Simplicity. Functionality. Clean lines. These are just some of the principles that the Bauhaus school gave to the world, and from your IKEA bookshelf to your Apple iPhone, they continue to influence design today. But clean lines aren’t the only ones the school is famous for. As the world celebrates the 100th anniversary of the birth of Bauhaus, here are 5 other lines said by some of the school’s most famous artists and designers.

Architects, sculptors, painters, we all must return to craftsmanship!

Walter Gropius’s 1919 Bauhaus Manifesto was the school’s founding document and presaged our own decade’s current fashion for value-driven manifestos in business and culture. His call for artists to return to their crafts and help design a better world for real people saw design as delivering hope in the future.


It is much better to have just one idea, and if the idea is clear, then you can fight for it. That is how you can get things done.

Though he’s much more famous for pithier aphorisms like Less is more and God is in the details, this quote by Ludwig Mies van der Rohe could be a guiding principle for anybody in communication, management and politics. In Germany, America and the world, the Bauhaus director helped make glass and steel architecture the defining style of the 20th century.


The illiterate of the future will be the person ignorant of the use of the camera as well as the pen.
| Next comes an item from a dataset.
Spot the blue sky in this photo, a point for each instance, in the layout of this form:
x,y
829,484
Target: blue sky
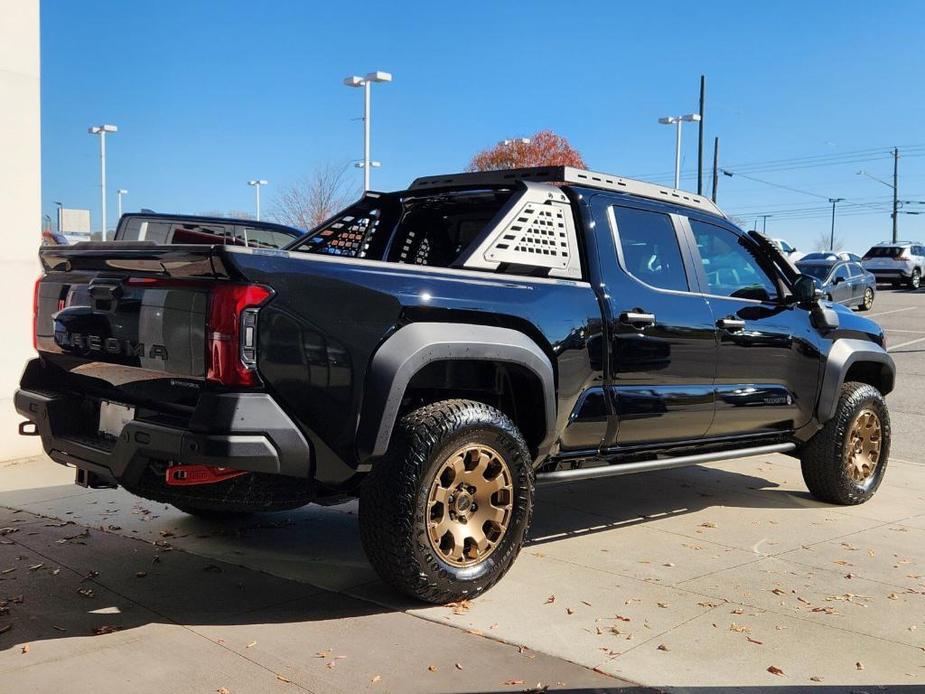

Like Mies van der Rohe, Hungarian artist and Bauhaus teacher Laszlo Moholy-Nagy also emigrated to Chicago after the school’s closure in 1933 to spread the legacy of Bauhaus throughout America. Today, with a 20-megapixel camera on everybody’s pocket mobile phone and the dominance of visual media on the web and Instagram, it’s clear that few people understood the future of media and communication better than Moholy-Nagy.


1. sex life, 2. sleeping habits, 3. pets, 4. gardening, 5. personal hygiene, 6. weather protection, 7. hygiene in the home, 8. car maintenance, 9. cooking, 10. heating, 11. exposure to the sun, 12. services – these are the only motives when building a house.

Whether or not that’s the order of your priorities when living in a house, this design philosophy spelled out by Swiss-born architect Hannes Meyer clearly demonstrates the Bauhaus insistence on functionality in architecture.


A drawing is simply a line going for a walk.

Swiss-born artist Paul Klee taught at the Bauhaus for 10 years, and this lesson from his Pedagogical Sketchbook, a curriculum he designed for his art students at Bauhaus, remains one of his most playful, simple statements about art.



So, happy birthday, Bauhaus! You’re still influencing how we think about design at Prodir today.